The steering response is razor-sharp and allows the Fireblade to be flicked through corners at tremendous speed and with absolute precision. Although the Fireblade may not be the fastest bike on the roads (a top-speed of 165 mph is a good 10mph down on machines like the Kawasaki ZZ-R1100), it is almost certainly die fastest bike point-to-point. The ease with which it corners, brakes and accelerates means that off the motorway there's nothing to touch it (except another Fireblade).  The nature of the Fireblade means that this is not a bike for the faint-hearted or for the touring motorcyclist. It is cramped and not at all comfortable, nor is it very practical. But for pure, hedonistic motorcycling at the very edge of the performance envelope there isn't much that comes close. 

 

The Fireblade has raised superbike performance to a level now where the only limits are those of the rider rather than those of the machine. Motorcycle manufacturers will continue to produce better and better machines, but the Fireblade will be remembered as the bike that brought perfection to the masses, and at an affordable price.

Source of review: Super Bikes  by Mac McDiarmid

Others had promised, but in 1993 Honda delivered. With double-strength open-class power infused into a scalpel-sharp middleweight-sized package, the CBR900RR exploded every existing sportbike standard.

In the fall of 1992, Honda unleashed the 1993 CBR900RR upon an unsuspecting market, and the only thing it had trouble eating up was the ensuing mountain of acclaim.

The enthusiast press led off the parade of praise, and the entire motorcycling world soon fell into lockstep to hail this revolutionary large-displacement sportbike. The litany was endless: Light is might. Less is more. A dream bike. Open-class horsepower with 600-class handling. The accolades cascaded like water from an alpine mountain and for good reason. Perhaps the editors of Cycle magazine most accurately summed things up when they wrote, "This motorcycle will explode any notions you have about how an open-class bike can handle—other literbikes feel like Greyhound buses by comparison."

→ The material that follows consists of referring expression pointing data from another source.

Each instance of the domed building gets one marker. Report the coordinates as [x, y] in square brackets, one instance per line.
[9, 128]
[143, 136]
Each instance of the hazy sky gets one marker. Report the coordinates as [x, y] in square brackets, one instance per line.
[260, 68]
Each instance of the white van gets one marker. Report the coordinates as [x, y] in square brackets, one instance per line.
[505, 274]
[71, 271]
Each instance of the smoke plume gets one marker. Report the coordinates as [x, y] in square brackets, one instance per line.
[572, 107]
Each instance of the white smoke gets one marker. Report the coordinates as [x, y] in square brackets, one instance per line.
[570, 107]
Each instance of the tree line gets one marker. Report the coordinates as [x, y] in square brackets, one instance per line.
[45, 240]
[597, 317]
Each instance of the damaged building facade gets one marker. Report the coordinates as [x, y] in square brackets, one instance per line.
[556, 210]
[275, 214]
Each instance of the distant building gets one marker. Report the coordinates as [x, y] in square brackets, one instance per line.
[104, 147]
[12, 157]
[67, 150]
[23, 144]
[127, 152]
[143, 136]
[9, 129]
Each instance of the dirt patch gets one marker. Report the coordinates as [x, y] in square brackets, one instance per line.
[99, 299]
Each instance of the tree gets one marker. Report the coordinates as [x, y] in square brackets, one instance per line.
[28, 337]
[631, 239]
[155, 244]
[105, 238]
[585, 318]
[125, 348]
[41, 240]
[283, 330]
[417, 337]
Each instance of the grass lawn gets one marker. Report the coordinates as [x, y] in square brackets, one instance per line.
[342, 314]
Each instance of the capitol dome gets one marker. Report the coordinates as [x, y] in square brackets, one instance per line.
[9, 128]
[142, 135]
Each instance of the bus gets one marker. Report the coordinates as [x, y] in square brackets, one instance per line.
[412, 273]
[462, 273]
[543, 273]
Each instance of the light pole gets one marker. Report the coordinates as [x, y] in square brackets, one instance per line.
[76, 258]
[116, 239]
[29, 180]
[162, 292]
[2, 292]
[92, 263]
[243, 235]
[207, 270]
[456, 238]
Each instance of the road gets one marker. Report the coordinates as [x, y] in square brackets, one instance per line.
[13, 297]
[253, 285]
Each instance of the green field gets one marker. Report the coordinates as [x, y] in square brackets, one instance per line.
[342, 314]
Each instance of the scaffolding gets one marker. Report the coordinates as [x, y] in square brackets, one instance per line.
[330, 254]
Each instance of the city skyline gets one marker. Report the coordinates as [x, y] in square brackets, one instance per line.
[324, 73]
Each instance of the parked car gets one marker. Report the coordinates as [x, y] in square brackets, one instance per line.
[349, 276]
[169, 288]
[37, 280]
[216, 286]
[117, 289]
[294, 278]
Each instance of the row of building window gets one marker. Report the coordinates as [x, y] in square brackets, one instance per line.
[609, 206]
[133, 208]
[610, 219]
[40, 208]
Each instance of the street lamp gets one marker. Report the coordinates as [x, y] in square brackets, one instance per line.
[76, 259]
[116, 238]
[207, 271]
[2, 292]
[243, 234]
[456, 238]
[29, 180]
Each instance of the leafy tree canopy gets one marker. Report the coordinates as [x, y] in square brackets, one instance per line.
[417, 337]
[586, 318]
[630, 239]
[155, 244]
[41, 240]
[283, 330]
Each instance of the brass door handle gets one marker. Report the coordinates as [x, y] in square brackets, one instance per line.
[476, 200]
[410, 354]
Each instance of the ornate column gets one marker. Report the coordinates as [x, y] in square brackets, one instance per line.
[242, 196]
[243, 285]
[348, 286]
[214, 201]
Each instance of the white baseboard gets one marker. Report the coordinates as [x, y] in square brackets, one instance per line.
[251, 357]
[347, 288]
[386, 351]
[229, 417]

At a comparatively light 408 pounds, the original 900RR held a whopping 80-pound weight advantage over its next-lightest rival. Separated by such an unassailable gulf, the new Honda stood alone in a class of one. In fact, the CBR900RR tilted the scales at a trifling two pounds more than its smaller sibling, the much-praised CBR600F2—an outstanding sportbike in its own right.



Yet the RR pumped out a measured 104 rear-wheel horsepower on the Cycle dyno, and was good for a quarter-mile time of 10.59 seconds at 132.74 mph-numbers that put the new Honda in a rarified atmosphere. Moreover, with a wheelbase of only 55.1 inches, the CBR900 was shorter than any sporting middleweight of its era. At long last, here was a motorcycle that would finally deliver on the promise of open-class power combined with speed-of-thought handling.

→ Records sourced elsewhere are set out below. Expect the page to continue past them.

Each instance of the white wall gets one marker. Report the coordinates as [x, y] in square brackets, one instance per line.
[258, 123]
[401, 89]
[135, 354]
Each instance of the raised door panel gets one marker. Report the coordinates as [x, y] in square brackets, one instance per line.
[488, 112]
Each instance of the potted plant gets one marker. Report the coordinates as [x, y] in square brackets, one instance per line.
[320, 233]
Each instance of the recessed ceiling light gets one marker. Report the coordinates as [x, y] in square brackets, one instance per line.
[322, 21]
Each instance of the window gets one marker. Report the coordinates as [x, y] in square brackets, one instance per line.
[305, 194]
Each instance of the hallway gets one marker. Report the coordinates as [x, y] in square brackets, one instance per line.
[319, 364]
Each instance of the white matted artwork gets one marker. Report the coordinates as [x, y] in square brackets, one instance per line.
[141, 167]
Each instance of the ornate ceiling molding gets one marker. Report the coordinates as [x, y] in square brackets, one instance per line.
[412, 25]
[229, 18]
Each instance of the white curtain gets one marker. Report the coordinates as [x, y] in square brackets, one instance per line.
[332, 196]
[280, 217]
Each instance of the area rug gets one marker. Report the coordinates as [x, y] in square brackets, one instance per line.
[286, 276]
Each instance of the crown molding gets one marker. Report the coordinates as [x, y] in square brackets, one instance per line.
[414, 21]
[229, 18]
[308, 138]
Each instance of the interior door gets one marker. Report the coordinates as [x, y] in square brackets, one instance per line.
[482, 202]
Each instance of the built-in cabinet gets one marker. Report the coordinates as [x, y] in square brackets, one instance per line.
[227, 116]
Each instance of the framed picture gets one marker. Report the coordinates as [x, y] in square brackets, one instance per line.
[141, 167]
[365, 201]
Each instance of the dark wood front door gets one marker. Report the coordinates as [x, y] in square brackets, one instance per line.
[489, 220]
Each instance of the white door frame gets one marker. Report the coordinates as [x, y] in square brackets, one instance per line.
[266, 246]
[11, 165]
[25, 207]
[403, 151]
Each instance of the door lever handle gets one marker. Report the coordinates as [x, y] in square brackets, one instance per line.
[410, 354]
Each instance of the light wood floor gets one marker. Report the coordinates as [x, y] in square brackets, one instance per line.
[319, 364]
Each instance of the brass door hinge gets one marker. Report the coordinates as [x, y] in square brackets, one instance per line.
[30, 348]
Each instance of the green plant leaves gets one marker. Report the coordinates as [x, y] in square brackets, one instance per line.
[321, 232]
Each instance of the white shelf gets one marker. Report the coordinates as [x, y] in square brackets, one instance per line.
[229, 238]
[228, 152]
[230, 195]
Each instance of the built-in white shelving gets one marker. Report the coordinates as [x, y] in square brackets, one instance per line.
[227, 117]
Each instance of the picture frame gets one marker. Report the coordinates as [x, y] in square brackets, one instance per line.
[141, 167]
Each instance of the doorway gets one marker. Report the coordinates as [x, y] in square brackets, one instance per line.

And nothing was lost in the details: The beautifully crafted all-aluminum twin-spar frame with a heavily braced aluminum swingarm could be considered a work of art were it not so splendidly functional. The massive 45mm aluminum-slider cartridge fork could be adjusted for spring preload and rebound damping, while the Pro-Link rear suspension also added compression-damping adjustment to these other features.



Naturally, the buying public pounced upon the 900RR like it was manna from heaven. And racers? Well, they knew this was the machine that would bring them to the promised land, the one flowing with checkered flags and podium finishes. In the ensuing eight years, the RR racked up race win after race win and captured seven National class championships. In sprint races and endurance races alike, the CBR900 immediately and firmly established itself as the machine to beat, and that legacy continues to this day, with Honda's awe-inspiring CBR929RR winning the Formula Xtreme title in its first year.

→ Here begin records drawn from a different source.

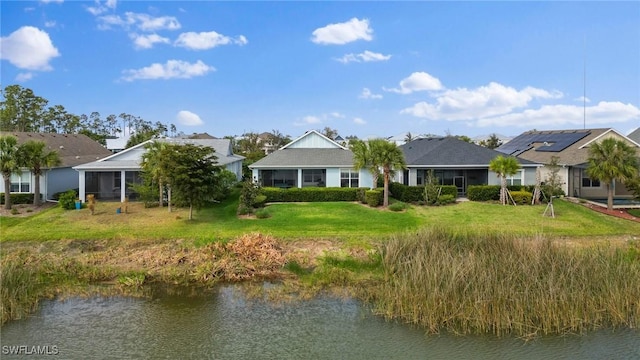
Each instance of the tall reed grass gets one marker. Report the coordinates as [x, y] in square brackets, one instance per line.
[494, 283]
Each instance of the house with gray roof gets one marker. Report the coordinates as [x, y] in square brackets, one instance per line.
[311, 160]
[571, 149]
[110, 178]
[457, 162]
[73, 149]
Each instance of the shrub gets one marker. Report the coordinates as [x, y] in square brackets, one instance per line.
[445, 200]
[483, 192]
[259, 201]
[414, 194]
[373, 197]
[262, 213]
[21, 198]
[398, 206]
[310, 194]
[522, 197]
[68, 200]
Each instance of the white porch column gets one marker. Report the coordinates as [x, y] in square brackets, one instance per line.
[123, 184]
[81, 185]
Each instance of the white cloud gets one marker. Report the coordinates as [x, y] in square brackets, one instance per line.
[485, 101]
[23, 77]
[146, 22]
[342, 33]
[187, 118]
[366, 56]
[566, 116]
[418, 81]
[101, 8]
[172, 69]
[367, 94]
[207, 40]
[28, 48]
[582, 99]
[143, 22]
[147, 41]
[308, 120]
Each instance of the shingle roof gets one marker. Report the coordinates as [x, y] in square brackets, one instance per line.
[448, 151]
[74, 149]
[574, 154]
[301, 157]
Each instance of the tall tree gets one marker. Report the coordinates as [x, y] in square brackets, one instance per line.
[329, 132]
[193, 173]
[35, 156]
[363, 158]
[151, 161]
[388, 156]
[21, 109]
[612, 160]
[9, 164]
[492, 142]
[504, 166]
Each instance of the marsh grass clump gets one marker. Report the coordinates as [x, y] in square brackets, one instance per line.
[465, 283]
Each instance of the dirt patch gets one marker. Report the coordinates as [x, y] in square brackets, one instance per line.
[25, 209]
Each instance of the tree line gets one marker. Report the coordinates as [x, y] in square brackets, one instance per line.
[22, 110]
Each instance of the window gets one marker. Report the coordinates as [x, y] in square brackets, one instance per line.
[313, 177]
[21, 182]
[588, 182]
[349, 178]
[515, 179]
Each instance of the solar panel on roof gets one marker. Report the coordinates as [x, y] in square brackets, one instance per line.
[556, 142]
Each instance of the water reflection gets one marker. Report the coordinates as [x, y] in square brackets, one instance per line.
[224, 324]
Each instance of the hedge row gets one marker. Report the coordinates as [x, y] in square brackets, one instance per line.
[520, 194]
[19, 198]
[416, 193]
[311, 194]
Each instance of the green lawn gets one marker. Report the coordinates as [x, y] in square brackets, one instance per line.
[345, 221]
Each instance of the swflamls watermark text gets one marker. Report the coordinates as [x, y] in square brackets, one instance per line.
[30, 350]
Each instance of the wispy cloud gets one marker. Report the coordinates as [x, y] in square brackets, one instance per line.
[343, 33]
[367, 94]
[187, 118]
[172, 69]
[140, 21]
[207, 40]
[147, 41]
[482, 102]
[24, 77]
[366, 56]
[418, 81]
[101, 7]
[28, 48]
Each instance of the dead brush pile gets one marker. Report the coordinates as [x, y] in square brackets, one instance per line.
[251, 256]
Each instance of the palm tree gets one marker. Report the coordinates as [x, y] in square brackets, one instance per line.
[612, 160]
[151, 161]
[504, 166]
[34, 155]
[9, 164]
[362, 158]
[390, 158]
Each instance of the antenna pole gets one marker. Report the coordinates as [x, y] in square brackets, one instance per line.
[584, 84]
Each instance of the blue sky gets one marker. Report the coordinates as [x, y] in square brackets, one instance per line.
[363, 68]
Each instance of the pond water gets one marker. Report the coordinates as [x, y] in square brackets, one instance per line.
[225, 324]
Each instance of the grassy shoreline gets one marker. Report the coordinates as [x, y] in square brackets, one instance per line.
[310, 248]
[454, 281]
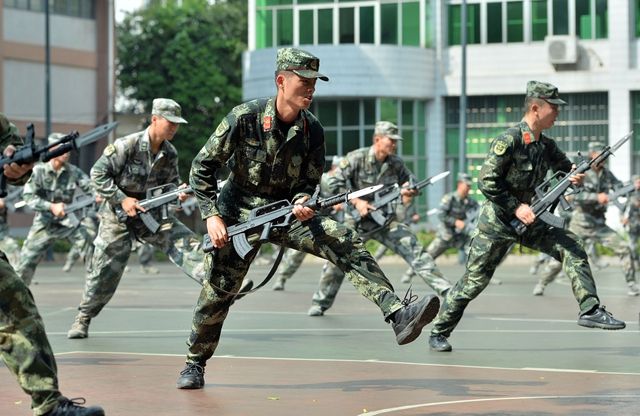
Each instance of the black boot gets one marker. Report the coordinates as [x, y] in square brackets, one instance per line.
[409, 321]
[439, 343]
[192, 377]
[72, 407]
[600, 318]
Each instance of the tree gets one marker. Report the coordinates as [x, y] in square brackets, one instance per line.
[190, 51]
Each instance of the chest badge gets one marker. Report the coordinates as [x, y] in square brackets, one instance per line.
[266, 123]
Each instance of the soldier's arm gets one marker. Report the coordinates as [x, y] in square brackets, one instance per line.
[492, 179]
[105, 170]
[215, 153]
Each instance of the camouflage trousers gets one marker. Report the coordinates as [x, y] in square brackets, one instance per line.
[491, 241]
[320, 236]
[399, 238]
[9, 246]
[24, 346]
[291, 261]
[41, 236]
[113, 249]
[605, 236]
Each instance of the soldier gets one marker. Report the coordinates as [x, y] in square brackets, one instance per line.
[275, 149]
[49, 189]
[516, 164]
[292, 259]
[24, 346]
[589, 223]
[365, 167]
[8, 244]
[457, 215]
[121, 176]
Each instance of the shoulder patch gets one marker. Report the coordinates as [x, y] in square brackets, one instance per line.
[223, 128]
[499, 147]
[109, 150]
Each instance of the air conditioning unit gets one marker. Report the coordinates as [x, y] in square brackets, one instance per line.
[562, 49]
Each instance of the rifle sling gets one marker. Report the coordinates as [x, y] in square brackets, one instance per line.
[238, 295]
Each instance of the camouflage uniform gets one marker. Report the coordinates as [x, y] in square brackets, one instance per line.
[24, 346]
[127, 168]
[516, 164]
[360, 169]
[8, 244]
[452, 208]
[589, 223]
[45, 187]
[268, 165]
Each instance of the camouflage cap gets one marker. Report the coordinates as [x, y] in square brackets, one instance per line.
[168, 109]
[464, 177]
[299, 62]
[596, 147]
[387, 129]
[54, 137]
[544, 91]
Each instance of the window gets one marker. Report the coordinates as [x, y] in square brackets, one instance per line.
[494, 22]
[560, 17]
[411, 24]
[389, 24]
[539, 19]
[515, 27]
[347, 31]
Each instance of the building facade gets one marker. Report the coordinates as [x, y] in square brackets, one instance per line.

In truth, the 1993 CBR900RR set off a revolution in the large-displacement superbike class, and after nine years other manufacturers still target Honda's sporting flagship as the mark to shoot for. As iron sharpens iron, this competitive fray has only served to hone all sportbikes to a finer point; today's machines are better than many enthusiasts could have ever imagined, thanks to the revolutionary CBR900RR.